第3話

 一ヶ月後に世界が滅亡するという衝撃の発表から約三十分が経過した。

 まるで見計らったかのように全身に熱く若干苦しみも紛れる感覚が駆け巡る。

 エアコンの故障で部屋がサウナ状態になっているからではない。

 それとは全く違うタイプの熱さだ。

 暑いじゃなくて熱いだし。

 そうだな。

 ホッカイロを体の中に埋め込まれて、カイロが自我を持ち体の中を自由気ままに動いているって感じだ。

 熱が浜辺の波のようにさーっと引いて、こめかみがギュッと締め付けられる。

 偏頭痛よりも辛い痛みが襲って、気を紛らわすために数回大きく深呼吸をした。

 心と痛みを落ち着かせると、待ってましたと言わんばかりに脳内へと情報が流れ込んでくる。


 数分もすればこの症状は治まる。

 変に疲れてしまい、はぁはぁと息を切らす。

 果てしない疲労と引き換えにスキルの知識を得る。

 いいや、それだと若干語弊があるか。

 スキルについては知らない。

 三十分前に記者会見であれこれ言っていたが、あんなの一回で理解できるわけがないし、脳内に当然アビリティの根幹に関する知識が刻み込まれるなんていう都合の良い展開もありゃしない。


 得た知識。

 それは部分的なもの。


 私が使うスキルについてだった。

 もっとも名前はわからない。

 わかるのは効果だけ。

 ゲームのように羅列された文字として流れ込んでくるわけじゃない。

 なんとなく感覚として理解できる程度。

 どうやって呼吸するのって聞かれて、理論的に説明できないのと同じだ。

 今のはあまりにも極端な例だけどね。

 「二華二華二華ー」

 珠々は飛びついてくる。受け止めようとするが勢い良過ぎて受け止められず、ぐはっとソファに倒れ込む。

 「どした」

 「スキルって凄いね! ちょー凄い」

 興奮している。押し倒されるような形で留まる。珠々はふんすーと鼻を鳴らし、さらに顔をぐぐぐと近付ける。
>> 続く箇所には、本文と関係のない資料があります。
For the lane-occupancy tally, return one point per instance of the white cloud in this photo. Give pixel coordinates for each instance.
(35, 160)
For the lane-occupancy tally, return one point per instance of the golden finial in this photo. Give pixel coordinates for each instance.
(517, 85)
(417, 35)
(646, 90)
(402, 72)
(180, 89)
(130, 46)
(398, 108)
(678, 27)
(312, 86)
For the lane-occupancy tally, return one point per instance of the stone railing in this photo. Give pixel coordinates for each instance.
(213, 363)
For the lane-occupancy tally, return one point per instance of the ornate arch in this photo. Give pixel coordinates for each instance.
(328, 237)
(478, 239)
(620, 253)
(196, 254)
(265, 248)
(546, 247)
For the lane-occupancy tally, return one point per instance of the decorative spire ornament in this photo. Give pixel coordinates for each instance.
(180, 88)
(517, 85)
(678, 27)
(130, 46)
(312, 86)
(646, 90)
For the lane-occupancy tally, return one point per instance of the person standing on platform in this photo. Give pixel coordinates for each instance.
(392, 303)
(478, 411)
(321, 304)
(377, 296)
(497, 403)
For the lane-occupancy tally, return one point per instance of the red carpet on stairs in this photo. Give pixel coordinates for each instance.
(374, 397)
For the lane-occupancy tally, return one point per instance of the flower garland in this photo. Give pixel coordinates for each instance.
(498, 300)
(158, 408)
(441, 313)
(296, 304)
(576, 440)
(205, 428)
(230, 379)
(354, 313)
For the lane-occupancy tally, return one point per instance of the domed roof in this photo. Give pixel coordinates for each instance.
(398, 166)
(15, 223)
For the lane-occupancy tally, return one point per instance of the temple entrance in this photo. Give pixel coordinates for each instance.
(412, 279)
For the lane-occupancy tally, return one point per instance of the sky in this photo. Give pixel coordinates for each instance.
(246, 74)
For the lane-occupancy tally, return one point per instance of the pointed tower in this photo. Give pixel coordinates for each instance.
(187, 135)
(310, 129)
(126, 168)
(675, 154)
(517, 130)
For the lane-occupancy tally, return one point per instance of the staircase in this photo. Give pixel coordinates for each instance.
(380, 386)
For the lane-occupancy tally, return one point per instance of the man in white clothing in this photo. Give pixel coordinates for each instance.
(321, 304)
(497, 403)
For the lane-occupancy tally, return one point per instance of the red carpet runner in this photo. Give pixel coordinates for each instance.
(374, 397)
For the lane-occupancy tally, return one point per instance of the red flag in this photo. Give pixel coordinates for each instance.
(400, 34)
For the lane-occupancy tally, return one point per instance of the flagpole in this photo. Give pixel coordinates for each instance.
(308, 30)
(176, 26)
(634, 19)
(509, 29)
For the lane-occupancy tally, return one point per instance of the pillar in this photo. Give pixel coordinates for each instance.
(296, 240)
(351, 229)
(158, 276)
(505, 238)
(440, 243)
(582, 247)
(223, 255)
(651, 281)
 もう少しで鼻の頭と頭がごっつんこしそうだ。同性なのになんだか恥ずかしくて、さーっと視線を逸らす。珠々はそれが気に食わなかったのか、私の頬を両手でぱんっと挟み、ぐっと無理矢理目線を戻した。

 「へー、凄かったんだ……」

 もにむにと頬を揉まれながら、苦笑する。スキルは空想上のものだと言われてもそうだねと納得できてしまうような非現実感満載なものだ。凄いと言われればそうだと思う。実際、私も似たような感想を抱いたし。

 「ちなみにどんなスキルだったの」

 「中々難しいことを聞きますなぁ」

 唇に指を当てて噤む。眉間に皺を寄せて、ゆっくりと口角を上げる。

 「水とか炎とか。対象自体はもーっと多くあるのかもだけど、今頭にぼんやりと浮かんでるのはそんな感じ。私は水とか炎とか使えないし作り出せないから、誰かが出したり、道具で作り出したりして、その水とか炎の威力を何倍にもして攻撃として活用するみたいなスキル? って説明すれば良いのかな。説明って言われてもむずいよ。わけわかんなくなっちゃった」

 わーっと饒舌にあれこれと喋ってきて、頭を抱える。必死に説明しようとした結果冗長になった上にふらふらして彷徨うというのは珠々らしいっちゃらしい。残念なことに何も伝わらなかったけどね。

 「やってみるっきゃないよね」

 「できるの?」

 「んーできると思う。家の中でやるのはちょっと怖いから公園行こう。公園」

 ピシッと家の近くにある公園を指差す。そのまま駆け出した珠々を追いかけるように私も走り出したのだった。